Tuesday, 04 January 2022 01:00 PM

RALEIGH, NC / ACCESSWIRE / January 4, 2022 / Our hospitals are a far cry from the days when they did not have facilities to sufficiently clean the hands of physicians or the wounds of patients. Now over 300 million major procedures are performed each year globally. $500M is spent across a small fraction to assess if blood flow is adequate before closing procedures.

Scinovia, Tuesday, January 4, 2022, Press release picture

Shown: Visualization of coronary blood flow speeds (left).
Latest imaging head unit on future optional robotic arm (right).

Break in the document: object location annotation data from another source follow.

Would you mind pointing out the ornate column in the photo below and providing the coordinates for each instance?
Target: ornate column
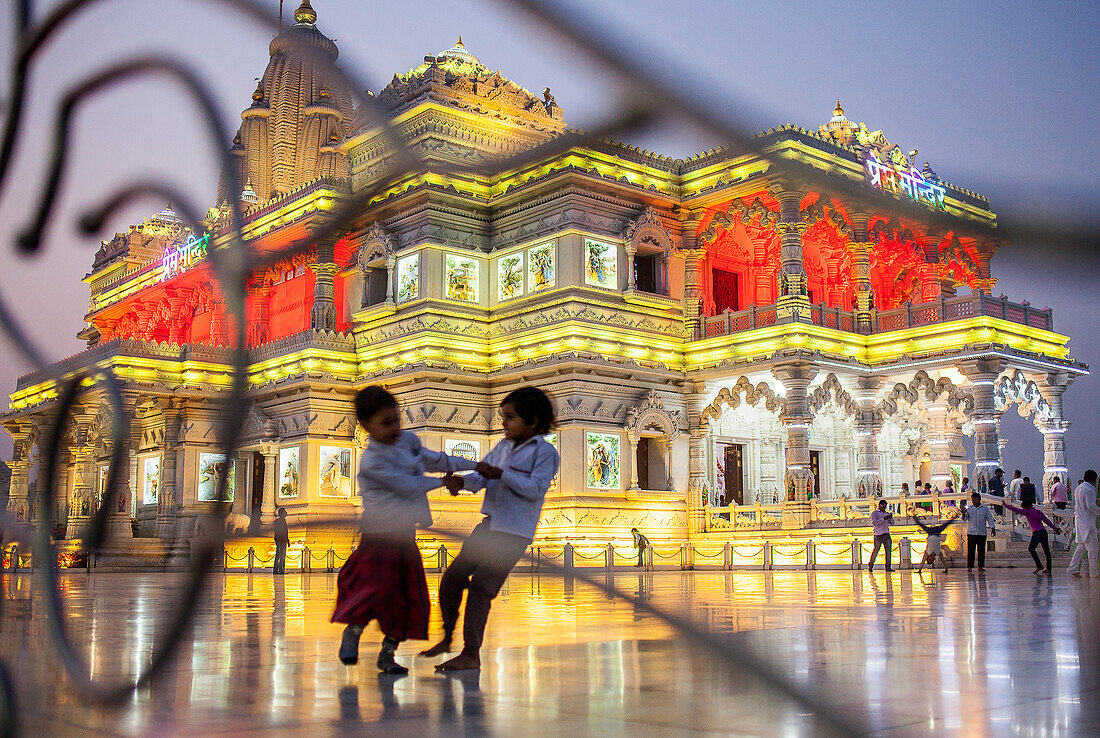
(987, 447)
(942, 431)
(630, 252)
(19, 488)
(391, 279)
(83, 455)
(868, 426)
(796, 416)
(322, 317)
(270, 451)
(259, 330)
(1054, 432)
(633, 440)
(694, 401)
(861, 262)
(793, 303)
(693, 289)
(167, 503)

As far as medicine has come, surgeons still lack a quick way to quantitatively assess if blood flow in their patients is good or bad during procedures. This inability can lead to missed complications during heart bypasses, organ transplants, and many other surgeries, which can lead to costly readmissions and longer recoveries.

To help patients to have safer, more optimal outcomes, Scinovia, founded by its CEO, Jim Sund (PhD, MBA), has created VUFLOW, a technology which aims to provide surgeons with real-time, non-contact readings of blood flow.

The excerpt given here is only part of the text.